Buang Tinja ke Sungai Masih Ditemukan di Arcamanik, Cinambo, dan Ujungberung

You are currently viewing Buang Tinja ke Sungai Masih Ditemukan di Arcamanik, Cinambo, dan Ujungberung

SINDANGLAYA, AYOBANDUNG.COM — Perilaku Buang Air Besar sembarangan masih menjadi pekerjaan rumah besar bagi Pemerintah Kota Bandung. 

Data Sanitasi Total Berbasis Masyarakat (STBM) Kementerian Kesehatan tahun 2019, menunjukkan dari jumlah penduduk 2,25 juta jiwa, 716.350 di antaranya masih melakukan perilaku BABS. 

Dalam daftar terperinci, Kecamatan Bojongloa Kaler menjadi kawasan yang paling banyak ditemukan perilaku BABS sebanyak 15.890 kepala keluarga. Sedangkan yang paling sedikit berada di Kecamatan Gedebage, sebanyak 733 KK.

SONY-DSC

Dari Got Hingga Sungai 
Dalam penulusuran ayobandung di kawasan timur Kota Bandung, perilaku BABS masih ditemukan di kecamatan Arcamanik, Cinambo, dan Ujungberung. 

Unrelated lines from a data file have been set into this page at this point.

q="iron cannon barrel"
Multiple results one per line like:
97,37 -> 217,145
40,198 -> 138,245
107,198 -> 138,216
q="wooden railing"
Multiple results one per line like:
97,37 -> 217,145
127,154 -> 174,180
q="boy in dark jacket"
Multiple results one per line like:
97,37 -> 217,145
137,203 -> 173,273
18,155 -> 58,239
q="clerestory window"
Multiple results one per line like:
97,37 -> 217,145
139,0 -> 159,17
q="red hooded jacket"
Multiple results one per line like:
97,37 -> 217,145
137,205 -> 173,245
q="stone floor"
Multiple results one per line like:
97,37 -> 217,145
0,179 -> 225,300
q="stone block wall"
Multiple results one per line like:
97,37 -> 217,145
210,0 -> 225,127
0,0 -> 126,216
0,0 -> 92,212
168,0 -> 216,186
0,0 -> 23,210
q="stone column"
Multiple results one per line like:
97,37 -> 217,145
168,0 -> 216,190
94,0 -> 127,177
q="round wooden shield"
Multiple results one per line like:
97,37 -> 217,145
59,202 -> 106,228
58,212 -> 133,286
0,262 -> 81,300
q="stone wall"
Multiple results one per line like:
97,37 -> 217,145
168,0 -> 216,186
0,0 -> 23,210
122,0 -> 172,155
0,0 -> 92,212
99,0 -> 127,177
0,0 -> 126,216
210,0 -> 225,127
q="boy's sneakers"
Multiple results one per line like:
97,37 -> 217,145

Di sungai yang mengalir dari utara ke selatan di sepanjang jalan Mekarjaya, Kelurahan Sukamiskin terdapat beberapa pipa paralon yang membuang kotoran manusia. Tidak diketahui persis dari mana sumber buangan tersebut berasal, karena pipa yang tertanam dalam tanah mengular dari pemukiman padat penduduk. 

Pembuangan tinja pun terlihat jelas di Sungai Cinambo di samping Jalan Golf Raya. Penghuni rumah yang menghadap dan membelakangi bibir sungai membuang hajatnya ke sungai. 

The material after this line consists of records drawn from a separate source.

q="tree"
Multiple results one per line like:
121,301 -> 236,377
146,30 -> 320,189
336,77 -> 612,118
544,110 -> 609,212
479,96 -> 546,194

Begitu juga di sungai yang mengalir di kawasan Jalan Rumah Sakit Ujunberung menuju selatan ke arah perempatan Jalan Cinambo-Gegebage. Pemandangan tinja masih ditemukan dalam aliran air yang mengeluarkan bau menyengat. 

Tak cuma di sungai, pembuangan tinja pun ditemukan di got dengan ukuran lebar kurang lebih 1 meter yang mengalir di Jalan Kaum Kulon, Kelurahan Cigending. Mirisnya, got yang sebagiannya dibiarkan terbuka tersebut letaknya hanya berjarak 200 meteran dari Kantor Kecamatan Ujungberung. 

SONY-DSC

Lurah Cigending, Karna, mengatakan limbah tinja tersebut berasal dari 3 RW dan sudah berlangsung sedikitnya selama 24 tahun.

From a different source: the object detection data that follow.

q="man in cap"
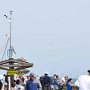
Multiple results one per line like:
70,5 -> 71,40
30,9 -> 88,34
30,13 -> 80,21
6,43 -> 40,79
25,73 -> 42,90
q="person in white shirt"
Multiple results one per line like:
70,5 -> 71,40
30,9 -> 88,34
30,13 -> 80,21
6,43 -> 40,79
77,70 -> 90,90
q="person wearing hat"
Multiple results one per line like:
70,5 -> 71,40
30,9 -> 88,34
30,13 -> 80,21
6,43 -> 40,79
77,70 -> 90,90
25,73 -> 42,90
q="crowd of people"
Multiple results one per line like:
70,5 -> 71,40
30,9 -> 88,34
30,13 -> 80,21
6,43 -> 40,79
0,70 -> 90,90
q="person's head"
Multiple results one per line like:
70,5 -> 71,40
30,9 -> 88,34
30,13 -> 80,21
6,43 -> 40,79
29,73 -> 36,81
45,72 -> 48,76
88,70 -> 90,74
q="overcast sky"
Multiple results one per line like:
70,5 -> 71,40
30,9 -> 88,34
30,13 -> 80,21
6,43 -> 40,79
0,0 -> 90,77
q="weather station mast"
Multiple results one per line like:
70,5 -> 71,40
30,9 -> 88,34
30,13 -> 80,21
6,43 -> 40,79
0,11 -> 33,90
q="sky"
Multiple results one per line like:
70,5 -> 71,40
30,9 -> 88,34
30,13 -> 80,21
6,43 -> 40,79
0,0 -> 90,77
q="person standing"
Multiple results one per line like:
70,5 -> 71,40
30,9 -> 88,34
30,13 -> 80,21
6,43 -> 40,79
77,70 -> 90,90
25,73 -> 42,90
43,73 -> 50,90
66,78 -> 75,90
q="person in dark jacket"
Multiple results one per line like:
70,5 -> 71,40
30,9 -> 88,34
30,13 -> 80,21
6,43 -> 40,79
43,73 -> 51,90
25,73 -> 42,90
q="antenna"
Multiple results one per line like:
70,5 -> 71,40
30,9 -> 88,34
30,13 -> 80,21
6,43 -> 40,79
4,11 -> 13,59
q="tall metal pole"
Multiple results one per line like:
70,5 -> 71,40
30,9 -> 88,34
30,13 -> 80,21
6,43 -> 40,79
9,11 -> 13,58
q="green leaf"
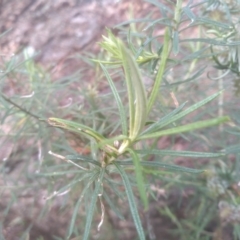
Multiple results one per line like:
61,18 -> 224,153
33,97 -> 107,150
67,174 -> 96,239
137,116 -> 230,141
147,28 -> 171,113
48,118 -> 117,152
140,102 -> 187,136
100,63 -> 128,135
127,149 -> 148,210
66,155 -> 101,167
83,168 -> 105,240
114,162 -> 145,240
141,91 -> 222,135
103,191 -> 125,220
119,42 -> 147,140
115,161 -> 204,173
135,149 -> 226,158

“Kalau yang Anda lihat itu memang menjadi tantangan terberat bagi saya,” jelas Karna.

Dia menjelaskan lebih lanjut, pemahaman sanitasi dan ketersediaan lahan menjadi tantangan terberat baginya untuk membujuk warga agar tidak mengalirkan kotorannya secara sembarangan.

“Masih banyak warga banyak yang belum memahami pentingnya kehidupan bersih dan sanitasi yang sehat. Belum lagi, 3 RW itu berada di gang sempit sehingga belum ada lahan yang bisa dibangun untuk septic tank komunal,” jelasnya.

Meski menghadapi kesulitan, pihaknya sedikit demi sedikit bisa “merayu” warga untuk membangun septic tank komunal.  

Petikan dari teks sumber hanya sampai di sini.